# About Dataset
The dataset includes 42,000 reviews of 3 Disneyland branches - Paris, California and Hong Kong, posted by visitors on Trip Advisor.

Column Description:

Review_ID: unique id given to each review
Rating: ranging from 1 (unsatisfied) to 5 (satisfied)
Year_Month: when the reviewer visited the theme park
Reviewer_Location: country of origin of visitor
Review_Text: comments made by visitor
Disneyland_Branch: location of Disneyland Park

In [9]:
import pandas as pd
import numpy as np
import matplotlib.pyplot as plt
import string
from sklearn.linear_model import LogisticRegression

def remove_punctuation(text):
    import string
    translator = str.maketrans('', '', string.punctuation)
    return text.translate(translator)

baby_df = pd.read_csv('DisneylandReviews.csv', encoding='latin-1', index_col=False)
baby_df.head(10)

Unnamed: 0,Review_ID,Rating,Year_Month,Reviewer_Location,Review_Text,Branch
0,670772142,4,2019-4,Australia,If you've ever been to Disneyland anywhere you...,Disneyland_HongKong
1,670682799,4,2019-5,Philippines,Its been a while since d last time we visit HK...,Disneyland_HongKong
2,670623270,4,2019-4,United Arab Emirates,Thanks God it wasn t too hot or too humid wh...,Disneyland_HongKong
3,670607911,4,2019-4,Australia,HK Disneyland is a great compact park.

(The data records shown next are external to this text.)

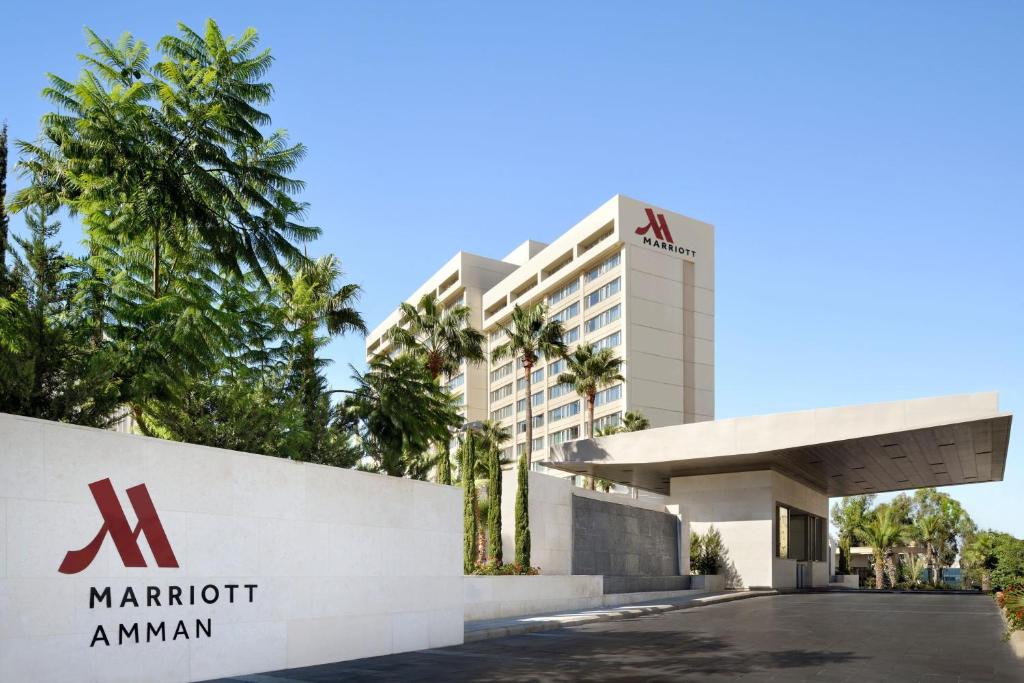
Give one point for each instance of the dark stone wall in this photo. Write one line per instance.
(623, 541)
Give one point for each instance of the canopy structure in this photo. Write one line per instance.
(846, 451)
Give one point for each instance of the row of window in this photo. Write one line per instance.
(502, 372)
(557, 391)
(566, 313)
(562, 412)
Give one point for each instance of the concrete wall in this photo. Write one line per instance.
(741, 507)
(345, 564)
(620, 540)
(551, 518)
(497, 597)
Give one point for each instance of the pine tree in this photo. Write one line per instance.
(469, 501)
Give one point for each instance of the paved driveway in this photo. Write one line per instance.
(806, 637)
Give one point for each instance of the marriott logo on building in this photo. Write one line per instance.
(662, 237)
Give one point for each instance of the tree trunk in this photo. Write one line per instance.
(156, 262)
(891, 569)
(528, 367)
(481, 538)
(590, 415)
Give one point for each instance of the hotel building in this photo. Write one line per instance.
(630, 276)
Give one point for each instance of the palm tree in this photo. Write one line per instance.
(589, 372)
(442, 336)
(882, 530)
(311, 301)
(635, 421)
(528, 337)
(849, 515)
(926, 529)
(916, 566)
(397, 411)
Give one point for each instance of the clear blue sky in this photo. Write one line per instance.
(862, 164)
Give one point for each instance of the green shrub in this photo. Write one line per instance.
(707, 552)
(495, 569)
(1012, 600)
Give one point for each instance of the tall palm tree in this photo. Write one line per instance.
(635, 421)
(882, 530)
(589, 372)
(529, 336)
(442, 336)
(926, 529)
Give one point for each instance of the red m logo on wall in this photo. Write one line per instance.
(658, 224)
(125, 538)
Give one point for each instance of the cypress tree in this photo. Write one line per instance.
(469, 501)
(495, 506)
(444, 464)
(4, 221)
(522, 515)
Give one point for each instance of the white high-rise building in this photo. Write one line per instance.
(630, 276)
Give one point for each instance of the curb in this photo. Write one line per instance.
(612, 614)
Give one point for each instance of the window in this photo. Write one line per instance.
(538, 398)
(567, 313)
(562, 412)
(559, 390)
(569, 434)
(800, 535)
(564, 292)
(603, 268)
(538, 423)
(614, 339)
(502, 392)
(608, 395)
(612, 420)
(536, 378)
(502, 372)
(599, 295)
(538, 445)
(603, 318)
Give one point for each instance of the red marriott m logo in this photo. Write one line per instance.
(657, 223)
(125, 538)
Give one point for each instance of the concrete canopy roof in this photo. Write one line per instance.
(837, 451)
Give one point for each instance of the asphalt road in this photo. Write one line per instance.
(805, 637)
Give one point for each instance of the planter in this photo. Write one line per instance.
(708, 582)
(845, 581)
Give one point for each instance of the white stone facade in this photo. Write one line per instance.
(345, 564)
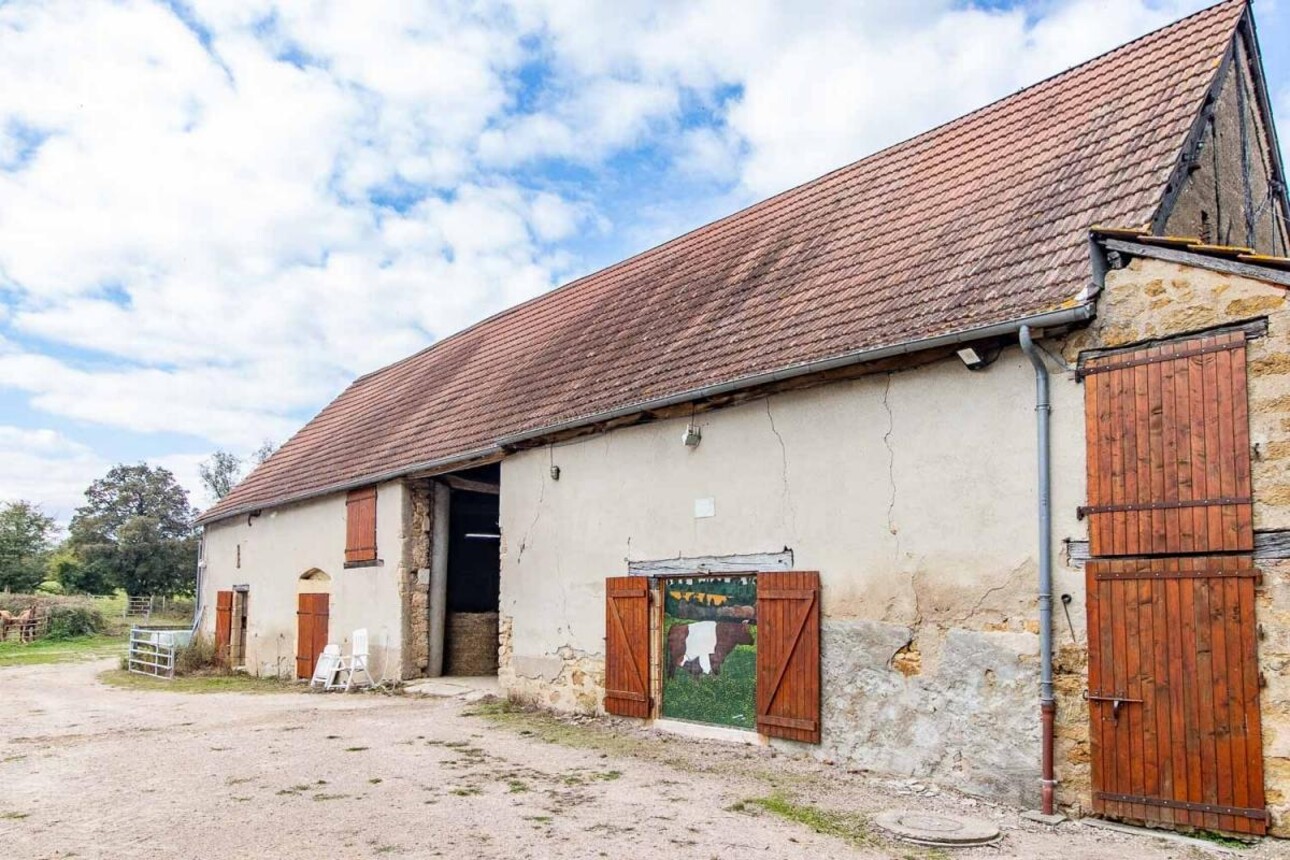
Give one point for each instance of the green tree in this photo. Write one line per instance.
(67, 567)
(26, 534)
(219, 473)
(134, 531)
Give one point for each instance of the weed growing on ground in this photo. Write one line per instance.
(846, 825)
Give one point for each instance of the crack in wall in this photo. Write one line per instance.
(537, 515)
(783, 459)
(886, 441)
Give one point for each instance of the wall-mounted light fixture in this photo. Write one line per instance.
(978, 356)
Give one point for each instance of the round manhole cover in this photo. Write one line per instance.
(934, 828)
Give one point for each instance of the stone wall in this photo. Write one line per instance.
(568, 680)
(414, 580)
(1152, 299)
(471, 644)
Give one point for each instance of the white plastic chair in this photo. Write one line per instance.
(327, 667)
(357, 662)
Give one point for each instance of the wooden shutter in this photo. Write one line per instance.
(1169, 449)
(627, 646)
(788, 655)
(223, 625)
(311, 632)
(360, 525)
(1174, 693)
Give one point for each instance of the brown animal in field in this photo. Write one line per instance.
(702, 647)
(26, 622)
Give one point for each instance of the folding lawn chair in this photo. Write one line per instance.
(325, 669)
(356, 662)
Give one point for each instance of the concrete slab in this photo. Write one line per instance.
(470, 689)
(937, 828)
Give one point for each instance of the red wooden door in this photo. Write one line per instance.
(223, 625)
(788, 655)
(1168, 439)
(311, 632)
(1174, 693)
(627, 646)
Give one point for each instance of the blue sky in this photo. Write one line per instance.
(216, 213)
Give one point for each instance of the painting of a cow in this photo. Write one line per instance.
(702, 647)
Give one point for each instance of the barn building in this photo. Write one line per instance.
(968, 462)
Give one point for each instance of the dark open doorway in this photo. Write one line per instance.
(474, 573)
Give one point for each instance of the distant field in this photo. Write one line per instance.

Unfortu...,Disneyland_HongKong
4,670607296,4,2019-4,United Kingdom,"the location is not in the city, took around 1...",Disneyland_HongKong
5,670591897,3,2019-4,Singapore,"Have been to Disney World, Disneyland Anaheim ...",Disneyland_HongKong
6,670585330,5,2019-4,India,Great place! Your day will go by and you won't...,Disneyland_HongKong
7,670574142,3,2019-3,Malaysia,Think of it as an intro to Disney magic for th...,Disneyland_HongKong
8,670571027,2,2019-4,Australia,"Feel so let down with this place,the Disneylan...",Disneyland_HongKong
9,670570869,5,2019-3,India,I can go on talking about Disneyland. Whatever...,Disneyland_HongKong


In [10]:
baby_df['Review_Text'].isnull().values.any()

False

In [14]:
baby_df.dtypes

Review_ID             int64
Rating                int64
Year_Month           object
Reviewer_Location    object
Review_Text          object
Branch               object
dtype: object

In [5]:
baby_df['Review_Text']=baby_df['Review_Text'].astype(str)

In [8]:
baby_df["Review_Text"].replace(np.nan, "", inplace=True)
#short test:
baby_df["Review_Text"][24] == baby_df["Review_Text"][24]

True

In [15]:
baby_df["Review_Text"] = baby_df["Review_Text"].apply(remove_punctuation)
baby_df['Review_Text'][4]

'the location is not in the city took around 1 hour from Kowlon my kids like disneyland so much everything is fine   but its really crowded and hot in Hong Kong'

In [17]:
a = 0
for x in baby_df["Rating"]:

    if x == 3:
        baby_df.drop(index = a, inplace = True, axis=0)
        a=a+1
    else:
        a=a+1
        continue

sum(baby_df["Rating"] == 3)

0

In [18]:
baby_df["Rating"].replace(1,-1, inplace = True)
baby_df["Rating"].replace(4,1, inplace = True)
baby_df["Rating"].replace(5,1, inplace = True)
baby_df["Rating"].replace(2,-1, inplace = True)
sum(baby_df["Rating"]**2 != 1)

0

In [20]:
from sklearn.model_selection import train_test_split
from sklearn.feature_extraction.text import CountVectorizer
train, test = train_test_split(baby_df, train_size=0.8, test_size=0.2)

In [22]:
vectorizer = CountVectorizer()
x = vectorizer.fit_transform(list(train["Review_Text"]))
y = train["Rating"]
x_test = vectorizer.transform(list(test["Review_Text"]))
y_test = test["Rating"]

In [23]:
model = LogisticRegression(max_iter=200)
model.fit(x, y)

STOP: TOTAL NO. of ITERATIONS REACHED LIMIT.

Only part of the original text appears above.